The clinical manifestations of gingival hyperplasia are of a wide spectrum. The appearance ranges from non-inflamed, firm and fibrous gingiva to one that is dominated by oedema, erythema and bleeding. The latter form is especially seen in patients with poor oral hygiene. Although most of the drugs that cause gingival hyperplasia do not directly affect the underlying alveolar bone, the gingival enlargement may increase the accumulation of bacterial biofilm and prevent adequate oral hygiene measures, thus inducing inflammation, periodontitis, bone and tooth loss and halitosis.

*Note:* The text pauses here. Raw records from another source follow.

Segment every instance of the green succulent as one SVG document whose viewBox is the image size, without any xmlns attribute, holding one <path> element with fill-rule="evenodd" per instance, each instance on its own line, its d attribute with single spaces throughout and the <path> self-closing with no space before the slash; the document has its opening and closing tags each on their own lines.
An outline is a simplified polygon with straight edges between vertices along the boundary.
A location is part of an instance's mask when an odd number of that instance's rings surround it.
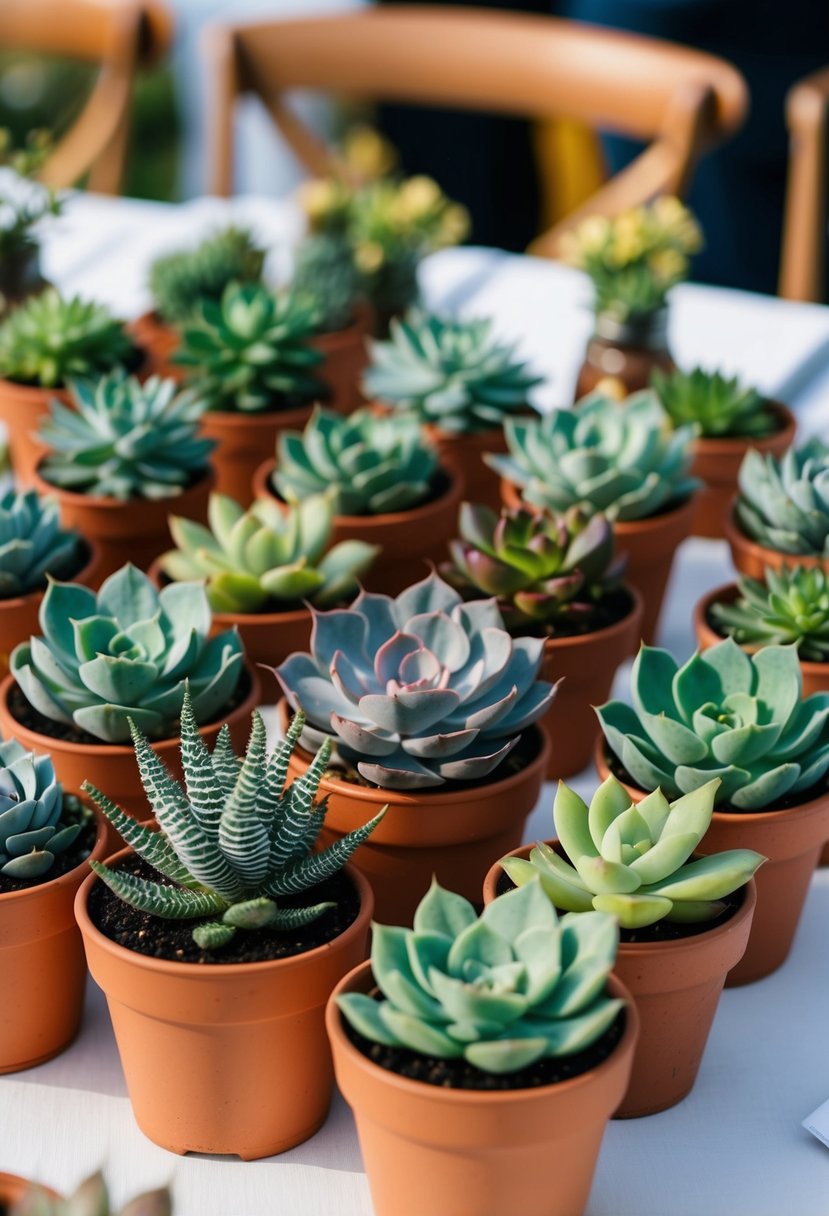
<svg viewBox="0 0 829 1216">
<path fill-rule="evenodd" d="M 176 581 L 206 579 L 215 612 L 257 612 L 271 600 L 329 607 L 356 591 L 379 552 L 361 540 L 341 541 L 326 552 L 333 522 L 330 494 L 284 509 L 260 499 L 248 511 L 224 494 L 211 494 L 209 528 L 171 516 L 178 548 L 164 554 L 161 568 Z"/>
<path fill-rule="evenodd" d="M 73 376 L 94 376 L 136 362 L 120 321 L 100 304 L 54 289 L 31 296 L 0 324 L 0 376 L 59 388 Z"/>
<path fill-rule="evenodd" d="M 746 536 L 780 553 L 829 558 L 829 444 L 811 439 L 780 460 L 750 448 L 738 481 Z"/>
<path fill-rule="evenodd" d="M 129 739 L 130 719 L 153 739 L 178 734 L 188 680 L 199 722 L 214 719 L 239 685 L 239 635 L 209 637 L 198 583 L 157 591 L 132 565 L 97 593 L 50 581 L 39 619 L 43 634 L 15 647 L 12 674 L 44 717 L 107 743 Z"/>
<path fill-rule="evenodd" d="M 150 266 L 150 291 L 159 316 L 170 325 L 192 320 L 203 300 L 220 300 L 228 283 L 258 283 L 265 250 L 246 228 L 230 225 L 195 249 L 157 258 Z"/>
<path fill-rule="evenodd" d="M 212 439 L 199 435 L 203 403 L 174 380 L 141 383 L 122 371 L 73 380 L 72 406 L 52 401 L 38 438 L 45 481 L 96 498 L 172 498 L 205 477 Z"/>
<path fill-rule="evenodd" d="M 173 1200 L 169 1189 L 147 1191 L 115 1209 L 110 1204 L 103 1174 L 93 1174 L 82 1182 L 68 1199 L 53 1197 L 38 1186 L 31 1187 L 11 1208 L 9 1216 L 172 1216 Z"/>
<path fill-rule="evenodd" d="M 354 322 L 354 310 L 364 296 L 354 250 L 343 236 L 306 237 L 296 252 L 291 287 L 313 302 L 319 330 L 334 333 Z"/>
<path fill-rule="evenodd" d="M 518 887 L 539 880 L 557 908 L 609 912 L 623 929 L 713 920 L 725 911 L 725 896 L 766 860 L 730 849 L 689 861 L 710 826 L 719 784 L 714 778 L 675 802 L 656 789 L 634 806 L 611 776 L 588 809 L 559 781 L 553 819 L 566 856 L 539 843 L 529 861 L 504 857 L 501 865 Z"/>
<path fill-rule="evenodd" d="M 829 574 L 819 567 L 766 568 L 765 583 L 739 580 L 739 597 L 714 603 L 710 616 L 720 633 L 741 646 L 793 644 L 801 660 L 829 663 Z"/>
<path fill-rule="evenodd" d="M 389 341 L 373 342 L 371 353 L 366 394 L 450 433 L 490 430 L 526 412 L 527 394 L 542 379 L 527 371 L 514 344 L 494 337 L 486 319 L 412 312 L 392 321 Z"/>
<path fill-rule="evenodd" d="M 625 559 L 613 560 L 613 529 L 604 515 L 578 507 L 564 515 L 462 503 L 460 538 L 441 574 L 465 599 L 495 596 L 511 631 L 543 626 L 547 634 L 595 628 L 602 598 L 619 585 Z"/>
<path fill-rule="evenodd" d="M 51 756 L 0 741 L 0 874 L 40 878 L 83 827 L 75 798 L 63 796 Z"/>
<path fill-rule="evenodd" d="M 675 798 L 719 777 L 718 804 L 757 811 L 807 793 L 829 771 L 829 692 L 802 691 L 795 646 L 748 655 L 726 638 L 681 667 L 643 646 L 633 707 L 609 701 L 596 712 L 641 789 Z"/>
<path fill-rule="evenodd" d="M 241 764 L 225 724 L 213 752 L 199 734 L 190 694 L 181 710 L 182 785 L 131 723 L 141 782 L 161 832 L 139 824 L 105 794 L 83 788 L 139 857 L 169 882 L 148 882 L 100 862 L 90 862 L 119 899 L 167 920 L 202 920 L 193 930 L 205 950 L 226 945 L 237 929 L 295 929 L 334 904 L 280 908 L 295 895 L 336 874 L 368 838 L 385 808 L 361 828 L 312 852 L 325 821 L 326 802 L 314 805 L 331 754 L 325 743 L 301 777 L 286 786 L 288 761 L 302 732 L 294 718 L 286 738 L 268 755 L 258 711 Z M 172 885 L 169 885 L 172 883 Z M 204 921 L 202 918 L 216 917 Z"/>
<path fill-rule="evenodd" d="M 603 912 L 560 920 L 538 880 L 480 916 L 433 882 L 413 929 L 375 925 L 371 969 L 381 1000 L 337 1004 L 364 1038 L 511 1073 L 584 1051 L 624 1001 L 607 996 L 619 932 Z"/>
<path fill-rule="evenodd" d="M 693 428 L 672 430 L 650 392 L 628 397 L 624 409 L 594 393 L 578 409 L 507 418 L 504 433 L 509 455 L 484 460 L 527 502 L 550 511 L 580 507 L 611 520 L 649 519 L 701 484 L 688 476 Z"/>
<path fill-rule="evenodd" d="M 674 426 L 696 426 L 699 434 L 760 439 L 780 429 L 780 421 L 756 388 L 739 377 L 695 367 L 664 372 L 654 368 L 651 386 Z"/>
<path fill-rule="evenodd" d="M 41 591 L 47 575 L 77 574 L 83 561 L 83 542 L 61 528 L 54 499 L 34 490 L 0 496 L 0 600 Z"/>
<path fill-rule="evenodd" d="M 210 410 L 258 414 L 304 405 L 324 392 L 309 346 L 316 307 L 261 283 L 231 283 L 221 300 L 202 300 L 182 332 L 175 362 Z"/>
<path fill-rule="evenodd" d="M 338 515 L 405 511 L 432 493 L 438 456 L 416 418 L 317 407 L 305 430 L 281 431 L 273 484 L 288 502 L 331 489 Z"/>
</svg>

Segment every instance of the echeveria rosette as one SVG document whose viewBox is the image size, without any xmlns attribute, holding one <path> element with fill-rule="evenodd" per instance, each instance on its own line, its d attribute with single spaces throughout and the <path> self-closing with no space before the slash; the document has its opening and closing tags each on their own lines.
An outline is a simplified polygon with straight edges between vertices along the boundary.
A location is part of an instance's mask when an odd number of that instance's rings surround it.
<svg viewBox="0 0 829 1216">
<path fill-rule="evenodd" d="M 0 874 L 27 880 L 48 874 L 74 844 L 81 821 L 64 822 L 63 788 L 51 757 L 0 742 Z"/>
<path fill-rule="evenodd" d="M 779 460 L 750 448 L 738 482 L 735 512 L 750 540 L 829 559 L 829 444 L 811 439 Z"/>
<path fill-rule="evenodd" d="M 265 250 L 245 228 L 230 225 L 206 237 L 195 249 L 156 258 L 149 287 L 156 311 L 169 325 L 182 325 L 203 300 L 220 300 L 229 283 L 257 283 Z"/>
<path fill-rule="evenodd" d="M 436 882 L 414 928 L 375 925 L 371 969 L 382 993 L 337 1004 L 364 1038 L 512 1073 L 595 1043 L 624 1001 L 606 994 L 618 928 L 603 912 L 559 919 L 534 881 L 480 917 Z"/>
<path fill-rule="evenodd" d="M 136 1195 L 116 1211 L 99 1172 L 84 1179 L 66 1198 L 32 1186 L 9 1209 L 9 1216 L 173 1216 L 173 1197 L 169 1187 L 160 1187 Z"/>
<path fill-rule="evenodd" d="M 135 360 L 124 326 L 103 305 L 50 288 L 30 296 L 0 325 L 0 376 L 56 388 Z"/>
<path fill-rule="evenodd" d="M 39 621 L 42 636 L 12 651 L 12 675 L 44 717 L 107 743 L 129 740 L 130 719 L 152 739 L 178 734 L 187 681 L 199 722 L 214 719 L 239 686 L 239 635 L 210 637 L 199 583 L 158 591 L 133 565 L 98 592 L 50 581 Z"/>
<path fill-rule="evenodd" d="M 829 663 L 829 573 L 819 566 L 766 568 L 766 581 L 741 578 L 733 603 L 713 603 L 718 631 L 746 649 L 797 646 L 801 662 Z"/>
<path fill-rule="evenodd" d="M 539 880 L 557 908 L 608 912 L 623 929 L 713 920 L 765 861 L 752 849 L 690 860 L 711 824 L 719 784 L 714 778 L 674 802 L 656 789 L 632 805 L 610 776 L 588 808 L 560 781 L 553 819 L 566 856 L 537 844 L 529 861 L 505 857 L 501 865 L 516 886 Z"/>
<path fill-rule="evenodd" d="M 311 653 L 276 676 L 312 742 L 384 789 L 477 781 L 552 701 L 543 638 L 512 638 L 495 600 L 464 603 L 437 574 L 396 599 L 362 591 L 314 612 Z"/>
<path fill-rule="evenodd" d="M 54 499 L 35 490 L 0 496 L 0 600 L 43 590 L 48 574 L 77 574 L 83 552 L 79 534 L 61 528 Z"/>
<path fill-rule="evenodd" d="M 759 811 L 808 794 L 829 771 L 829 692 L 802 691 L 795 646 L 748 655 L 726 638 L 682 666 L 643 646 L 633 706 L 609 701 L 596 712 L 641 789 L 675 798 L 718 777 L 717 805 Z"/>
<path fill-rule="evenodd" d="M 649 519 L 684 502 L 701 484 L 689 476 L 693 427 L 674 430 L 651 392 L 624 408 L 600 393 L 572 410 L 504 421 L 509 454 L 484 457 L 535 506 L 579 507 L 624 522 Z"/>
<path fill-rule="evenodd" d="M 703 438 L 762 438 L 780 429 L 780 418 L 756 388 L 744 388 L 737 376 L 656 367 L 651 386 L 674 426 L 695 426 Z"/>
</svg>

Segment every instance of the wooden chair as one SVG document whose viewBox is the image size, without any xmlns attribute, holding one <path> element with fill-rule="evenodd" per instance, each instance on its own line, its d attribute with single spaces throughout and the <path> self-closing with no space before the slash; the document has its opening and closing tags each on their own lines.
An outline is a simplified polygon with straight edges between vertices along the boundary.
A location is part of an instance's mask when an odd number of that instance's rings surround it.
<svg viewBox="0 0 829 1216">
<path fill-rule="evenodd" d="M 42 181 L 63 188 L 86 176 L 91 190 L 117 193 L 136 72 L 164 53 L 171 35 L 160 0 L 0 0 L 0 49 L 100 64 L 84 109 L 39 174 Z"/>
<path fill-rule="evenodd" d="M 555 256 L 562 233 L 597 212 L 614 215 L 662 192 L 683 195 L 697 159 L 737 131 L 748 104 L 742 76 L 712 55 L 553 17 L 468 8 L 367 9 L 341 16 L 210 27 L 209 188 L 233 184 L 233 112 L 256 94 L 313 174 L 342 167 L 299 121 L 291 89 L 360 100 L 560 116 L 615 131 L 647 148 L 623 172 L 540 236 Z"/>
<path fill-rule="evenodd" d="M 789 180 L 783 219 L 780 295 L 825 299 L 829 225 L 829 68 L 796 84 L 786 98 Z"/>
</svg>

In the CCBs-induced gingival enlargement, the increase in the gingival tissue volume is primarily due to a connective tissue response rather than an epithelial cell proliferation.[6] It is characterised by an excessive accumulation of extracellular matrix proteins, such as collagen, amorphous ground substance and of non-collagenous proteins, such as glycosaminoglycans.[7]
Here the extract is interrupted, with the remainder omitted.